French-Jewish scientist Joachim Behar leads a team, with four olim, working on PhysioZoo, an algorithm meant to help COVID-19 patients.

Joachim Behar, 31, is one of the youngest scientists in the country to lead a lab. Working with Jeremy Levy, the two France-educated immigrants developed PhysioZoo, an algorithm that can look into data provided by a pulse oximeter and locate two sets of biomarkers to offer better care to COVID-19 patients.

Biomarkers show when and how a disease is operating in the body and are extremely useful in preventive medicine. A pulse oximeter is a small electronic device that estimates the saturation of oxygen in blood by shooting light at different wavelengths through capillaries.

In the case of those already suffering from coronavirus, the question is not diagnostic, but rather prognostic, what will happen to them? How can they be helped?

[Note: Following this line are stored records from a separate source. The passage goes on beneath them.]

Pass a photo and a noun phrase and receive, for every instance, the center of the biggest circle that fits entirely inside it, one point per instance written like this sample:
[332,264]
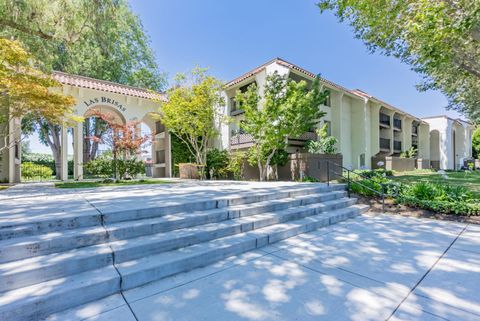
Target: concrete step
[131,229]
[197,205]
[139,272]
[26,272]
[37,301]
[162,242]
[43,244]
[39,269]
[30,226]
[44,224]
[38,245]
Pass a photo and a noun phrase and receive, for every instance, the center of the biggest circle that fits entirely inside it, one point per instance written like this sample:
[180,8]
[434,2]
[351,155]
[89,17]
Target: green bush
[100,167]
[35,171]
[130,168]
[236,164]
[439,192]
[366,187]
[45,160]
[217,163]
[380,172]
[471,208]
[104,167]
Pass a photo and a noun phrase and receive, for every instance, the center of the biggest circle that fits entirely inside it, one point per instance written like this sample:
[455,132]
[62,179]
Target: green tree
[287,109]
[26,91]
[325,144]
[440,40]
[476,143]
[193,112]
[102,39]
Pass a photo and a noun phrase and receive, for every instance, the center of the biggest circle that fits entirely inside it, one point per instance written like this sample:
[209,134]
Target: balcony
[159,127]
[384,120]
[397,146]
[234,108]
[414,130]
[302,138]
[385,144]
[241,140]
[160,157]
[397,124]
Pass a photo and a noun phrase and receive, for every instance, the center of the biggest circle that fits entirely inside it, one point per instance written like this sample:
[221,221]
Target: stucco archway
[435,149]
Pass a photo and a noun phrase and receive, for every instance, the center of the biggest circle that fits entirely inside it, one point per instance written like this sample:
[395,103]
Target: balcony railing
[397,123]
[306,136]
[159,127]
[240,139]
[385,143]
[397,146]
[384,120]
[234,107]
[160,156]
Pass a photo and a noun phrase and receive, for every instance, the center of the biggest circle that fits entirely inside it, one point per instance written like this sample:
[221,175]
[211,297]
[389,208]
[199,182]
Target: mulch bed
[398,209]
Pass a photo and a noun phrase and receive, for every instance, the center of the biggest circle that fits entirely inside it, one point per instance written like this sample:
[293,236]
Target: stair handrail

Those infected spend a few seconds with an oximeter on them to measure the oxygen saturation level in their blood. Healthy people have roughly 95%-100%. However, those who suffer from COVID-19 pneumonia experience a drop as their lungs’ air sacs, over time, are filled with fluids, NPR reported in May.

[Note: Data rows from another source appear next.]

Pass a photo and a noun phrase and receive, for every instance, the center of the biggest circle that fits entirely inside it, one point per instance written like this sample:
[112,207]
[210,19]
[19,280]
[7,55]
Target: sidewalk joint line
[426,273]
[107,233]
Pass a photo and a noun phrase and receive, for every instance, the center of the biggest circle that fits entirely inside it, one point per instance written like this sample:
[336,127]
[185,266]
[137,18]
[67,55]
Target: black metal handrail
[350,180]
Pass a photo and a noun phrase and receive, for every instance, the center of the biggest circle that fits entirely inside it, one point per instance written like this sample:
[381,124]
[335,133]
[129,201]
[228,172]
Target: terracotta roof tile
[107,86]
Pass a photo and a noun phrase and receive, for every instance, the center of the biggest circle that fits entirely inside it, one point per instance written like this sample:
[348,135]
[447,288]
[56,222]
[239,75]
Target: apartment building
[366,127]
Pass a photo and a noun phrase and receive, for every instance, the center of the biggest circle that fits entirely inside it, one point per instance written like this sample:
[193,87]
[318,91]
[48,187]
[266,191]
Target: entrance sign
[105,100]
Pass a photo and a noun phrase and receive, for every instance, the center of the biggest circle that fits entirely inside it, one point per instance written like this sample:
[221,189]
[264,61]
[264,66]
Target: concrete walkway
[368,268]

This is a slow process, which is why a person who has the virus may feel healthy for days before they begin to show symptoms.
Behar and Levin established that, with PhysioZoo, it’s possible, in theory, to take data collected via an oximeter over several hours to find out if COVID-19 pneumonia is in the cards.

The Israeli public is used to hearing about COVID-19 in connection to speed. We’re often told rapid decisions and laws must be passed to curb the outbreak. However, Behar told The Jerusalem Post that “longer [thought out] and more accurate [decisions] might be better” when a patient’s life is at stake.

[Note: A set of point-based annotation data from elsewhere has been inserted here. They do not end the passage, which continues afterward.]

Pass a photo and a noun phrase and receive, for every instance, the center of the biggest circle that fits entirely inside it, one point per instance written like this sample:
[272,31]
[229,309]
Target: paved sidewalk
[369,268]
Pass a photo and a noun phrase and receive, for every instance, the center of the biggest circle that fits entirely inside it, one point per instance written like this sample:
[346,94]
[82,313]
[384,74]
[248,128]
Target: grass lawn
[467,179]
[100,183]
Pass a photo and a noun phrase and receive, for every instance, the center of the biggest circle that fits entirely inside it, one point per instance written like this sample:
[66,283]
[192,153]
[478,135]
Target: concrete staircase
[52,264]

To take this success further, Behar and Levy are working with Haifa’s Rambam Hospital, with real COVID-19 patients, to produce complete biomarks sets by summer’s end.

Behar, who serves as the head of the Technion’s Artificial Intelligence Laboratory, refers to Levy as “a brilliant student.” Levy, in turn, says he owes a lot of his success to Israel Experience, crediting it with helping him learn Hebrew when he decided to make aliyah at 18 years of age.

“Thanks to their program I was able to integrate,” he said. “Without them I would never have gotten to where I am now.”

Former health minister Ya’acov Litzman often joked the Israel Experience is the sixth Medicine Faculty in the country. Israel Experience CEO Amos Hermon told the Post that “even now, during COVID-19, we were able to bring roughly 400 interns into the country and hope to bring 1,500 after the Jewish holidays.”

The interns Israel Experience brings are young Jewish people from the diaspora who come to Israel to work.

An educational subsidiary of the Jewish Agency, Israel Experience provides the content for Masa and Taglit. So far, it has brought 700 doctors to the country and created Masa Israel Teachers Fellows (MITF), meant to address the shortage of English language teachers in Israel.

Both Behar and Levy toldthe Post they are extremely happy to be living in Israel and contributing to the national effort against the virus. Behar was proud to point out there are four olim in his team alone, they said that, for French speakers, information is not as readily available as it is in English.

“A lot of good work had been done,” Behar said. “For those who studied in France, it’s important for their skills to be recognized here.”